|Title||Balamuthia mandrillaris transmitted through organ transplantation --- Mississippi, 2009.|
|Publication Type||Journal Article|
|Year of Publication||2010|
|Journal||MMWR Morb Mortal Wkly Rep|
|Pagination||1165 - 70|
|Keywords||Adult, Amebiasis, Amoebozoa, Autoimmune Diseases, Autopsy, Brain, Child, Preschool, Encephalitis, Fatal Outcome, Female, Humans, Influenza A virus, Influenza, Human, Kidney Transplantation, Leukocytosis, Magnetic Resonance Imaging, Male, Mississippi, Tissue Donors|
On December 14, 2009, a physician in Mississippi contacted CDC to report possible transplant-transmitted encephalitis in two kidney transplant recipients who shared the same organ donor. Histopathologic testing of donor autopsy brain tissue at CDC showed amebae, and subsequent testing of specimens from the donor and the two kidney recipients confirmed transmission by transplantation of Balamuthia granulomatous amebic encephalitis (GAE), a rare disease caused by Balamuthia mandrillaris, a free-living ameba found in soil. One kidney recipient, a woman aged 31 years, died; the other recipient, a man aged 27 years, survived with neurologic sequelae.
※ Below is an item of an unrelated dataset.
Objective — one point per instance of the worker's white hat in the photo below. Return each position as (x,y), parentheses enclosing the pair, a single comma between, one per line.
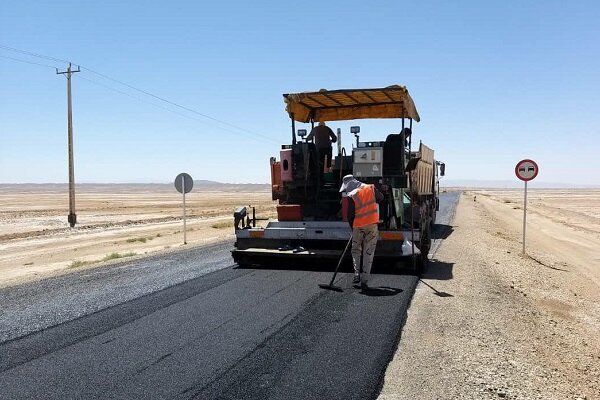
(349,183)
Recipients of the heart and liver from the same donor received preemptive therapy and have shown no signs of infection. The donor, a previously healthy boy aged 4 years, was presumed to have died from acute disseminated encephalomyelitis (ADEM), an autoimmune neurologic disease, after infection with influenza A. An investigation was conducted by the state health departments in Mississippi, Kentucky, Florida, and Alabama and CDC to characterize the cases, elucidate possible exposures in the donor, and develop recommendations for early detection and prevention. This is the first reported transmission of Balamuthia by organ transplantation. Clinicians should be aware of Balamuthia infection as a potentially fatal cause of encephalitis. Organ procurement organizations (OPOs) and transplant centers should be aware of the potential for Balamuthia infection in donors with encephalitis of uncertain etiology, and OPOs should communicate this elevated risk for infection to transplant centers so they can make an informed risk assessment in the decision to accept an organ.